Kalian perlu meminumnya sesegera mungkin setelah berhubungan seks tanpa kondom. Jika  mengonsumsi pil dalam waktu 1 x 72 jam setelahnya, pil KB darurat dapat mengurangi risiko kehamilan hingga 89 persen. Jika kalian meminum kontrasepsi darurat dalam waktu 24 jam setelah berhubungan seks, efektivitasnya melonjak hingga 95%. Namun seperti namanya, pil KB darurat bukanlah bentuk pencegahan kehamilan yang utama.

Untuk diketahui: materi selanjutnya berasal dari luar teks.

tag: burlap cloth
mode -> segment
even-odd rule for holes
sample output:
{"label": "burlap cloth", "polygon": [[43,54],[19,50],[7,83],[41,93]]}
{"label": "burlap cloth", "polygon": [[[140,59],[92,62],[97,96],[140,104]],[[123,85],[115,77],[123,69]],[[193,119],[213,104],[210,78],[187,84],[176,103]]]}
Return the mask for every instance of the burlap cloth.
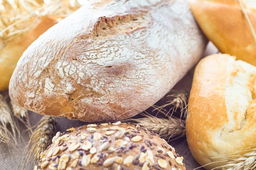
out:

8. Merokok saat masih minum pil KB

Merokok saat rutin minum pil KB dapat melipatgandakan risiko kehamilan, khususnya bagi wanita yang berusia 35 tahun ke atas. Selain itu, ada juga efek samping lainnya dari kebiasaan buruk ini, yaitu meningkatkan risiko penyakit jantung, stroke, pembekuan darah dan penyakit serius lainnya.

Maka, sebaiknya kalian menghentikan kebiasaan merokok bila memilih untuk minum pil KB. Bila kalian tidak bisa berhenti merokok, baiknya memilih alat kontrasepsi lainnya.

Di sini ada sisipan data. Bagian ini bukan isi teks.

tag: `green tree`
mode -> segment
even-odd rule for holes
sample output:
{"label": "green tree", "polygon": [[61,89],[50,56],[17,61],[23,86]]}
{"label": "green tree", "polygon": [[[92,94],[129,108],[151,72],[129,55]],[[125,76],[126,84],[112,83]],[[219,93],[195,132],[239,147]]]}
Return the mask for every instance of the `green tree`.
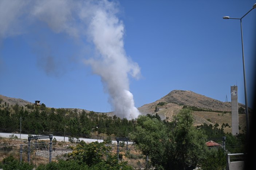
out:
{"label": "green tree", "polygon": [[211,148],[206,152],[205,159],[201,165],[202,170],[222,170],[226,169],[226,156],[222,148]]}
{"label": "green tree", "polygon": [[22,169],[29,170],[33,169],[34,166],[27,162],[21,162],[12,156],[9,156],[4,158],[3,160],[3,169],[4,170],[13,170],[14,169]]}
{"label": "green tree", "polygon": [[79,138],[78,136],[79,129],[78,123],[76,117],[71,118],[68,123],[68,127],[71,133],[70,136],[68,137],[68,140],[71,142],[75,141],[75,138],[77,140]]}
{"label": "green tree", "polygon": [[207,148],[206,136],[193,125],[191,112],[182,109],[172,122],[141,116],[130,137],[158,169],[194,167],[203,160]]}
{"label": "green tree", "polygon": [[203,160],[206,149],[206,136],[193,126],[192,112],[189,109],[180,111],[176,119],[177,128],[173,133],[175,156],[184,170],[195,167]]}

9. Berhenti pakai alat kontrasepsi karena tidak tahan efek samping

Selain kondom, beberapa alat kontrasepsi memang dapat menyebabkan efek samping yang bikin tidak nyaman. Misalnya saja pil KB yang dapat membuat pusing, mual, hingga menstruasi yang keluar banyak. Efek samping koyo KB dapat menyebabkan iritasi kulit. Spiral IUD dapat menyebabkan kram perut dan meningkatkan risiko penyakit radang panggul.

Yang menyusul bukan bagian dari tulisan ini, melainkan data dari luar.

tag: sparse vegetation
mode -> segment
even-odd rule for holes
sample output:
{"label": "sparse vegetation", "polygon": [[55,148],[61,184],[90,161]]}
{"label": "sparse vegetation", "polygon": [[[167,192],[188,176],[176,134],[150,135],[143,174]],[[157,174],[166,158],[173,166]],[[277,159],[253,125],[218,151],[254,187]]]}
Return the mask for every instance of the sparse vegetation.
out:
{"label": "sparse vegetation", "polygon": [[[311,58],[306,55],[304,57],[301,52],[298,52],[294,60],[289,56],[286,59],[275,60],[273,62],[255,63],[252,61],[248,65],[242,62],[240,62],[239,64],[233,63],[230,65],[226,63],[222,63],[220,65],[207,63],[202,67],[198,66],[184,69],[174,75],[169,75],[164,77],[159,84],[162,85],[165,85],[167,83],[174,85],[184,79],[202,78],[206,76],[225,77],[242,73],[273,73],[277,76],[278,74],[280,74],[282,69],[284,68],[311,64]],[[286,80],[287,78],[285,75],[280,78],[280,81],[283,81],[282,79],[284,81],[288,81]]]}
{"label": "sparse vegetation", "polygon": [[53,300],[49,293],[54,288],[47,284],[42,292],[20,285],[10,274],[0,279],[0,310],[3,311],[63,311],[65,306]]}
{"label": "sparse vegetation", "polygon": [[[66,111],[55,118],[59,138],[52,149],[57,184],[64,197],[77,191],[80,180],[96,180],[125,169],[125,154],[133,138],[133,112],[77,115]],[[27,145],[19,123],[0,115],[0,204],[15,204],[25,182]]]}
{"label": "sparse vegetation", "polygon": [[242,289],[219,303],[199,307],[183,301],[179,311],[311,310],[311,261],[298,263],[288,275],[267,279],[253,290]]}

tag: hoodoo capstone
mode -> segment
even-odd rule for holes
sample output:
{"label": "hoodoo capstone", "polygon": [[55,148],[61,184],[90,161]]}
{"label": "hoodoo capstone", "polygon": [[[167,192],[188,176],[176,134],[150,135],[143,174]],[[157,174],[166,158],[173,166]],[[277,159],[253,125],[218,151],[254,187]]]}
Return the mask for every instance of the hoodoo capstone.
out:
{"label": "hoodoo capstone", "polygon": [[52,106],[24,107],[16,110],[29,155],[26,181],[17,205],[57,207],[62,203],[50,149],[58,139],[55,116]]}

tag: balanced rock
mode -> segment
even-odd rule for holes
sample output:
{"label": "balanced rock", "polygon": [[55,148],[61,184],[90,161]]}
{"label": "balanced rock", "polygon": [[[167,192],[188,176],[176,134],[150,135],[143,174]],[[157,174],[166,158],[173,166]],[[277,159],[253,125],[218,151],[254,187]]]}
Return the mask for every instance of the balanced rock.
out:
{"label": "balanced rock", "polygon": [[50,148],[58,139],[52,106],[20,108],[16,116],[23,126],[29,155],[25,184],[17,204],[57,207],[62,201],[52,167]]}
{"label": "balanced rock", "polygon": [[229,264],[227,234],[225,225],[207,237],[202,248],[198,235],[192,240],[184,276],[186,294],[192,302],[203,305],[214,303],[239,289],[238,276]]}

Oleh karena itu, kalian tidak bisa sembarangan berhenti menggunakan alat kontrasepsi hanya karena tidak siap dengan efek sampingnya. Justru ini akan meningkatkan risiko tidak hanya terhadap kehamilan, namun juga efek samping lainnya. Ada baiknya diskusikan dulu mengenai pilihan metode KB dengan dokter agar lebih siap dengan efek samping yang mungkin akan timbul.

10. Tidak berkonsultasi dengan dokter tentang alat kontrasepsi permanen

Bila kalian merasa khawatir jika membuat kesalahan dengan alat kontrasepsi, baiknya  mempertimbangkan apakah kalian memang siap untuk beralih ke alat kontrasepsi yang lain. Misalnya, bila kalian sudah sangat yakin tidak ingin menambah momongan, pilihlah metode kontrasepsi permanen seperti ligasi tuba atau tubektomi untuk perempuan atau vasektomi untuk pria. Setelah tiga bulan pasca operasi, kalian tidak perlu khawatir lagi untuk berhubungan seks maupun terhadap efek samping yang ditimbulkan.

Nah, itulah beberapa hal yang harus kalian ketahui ketika menggunakan alat kontrasepsi ini. Jadi jangan sampai salah pilih alat kontrasepsi ya. Pilihlah sesuai dengan anjuran dokter.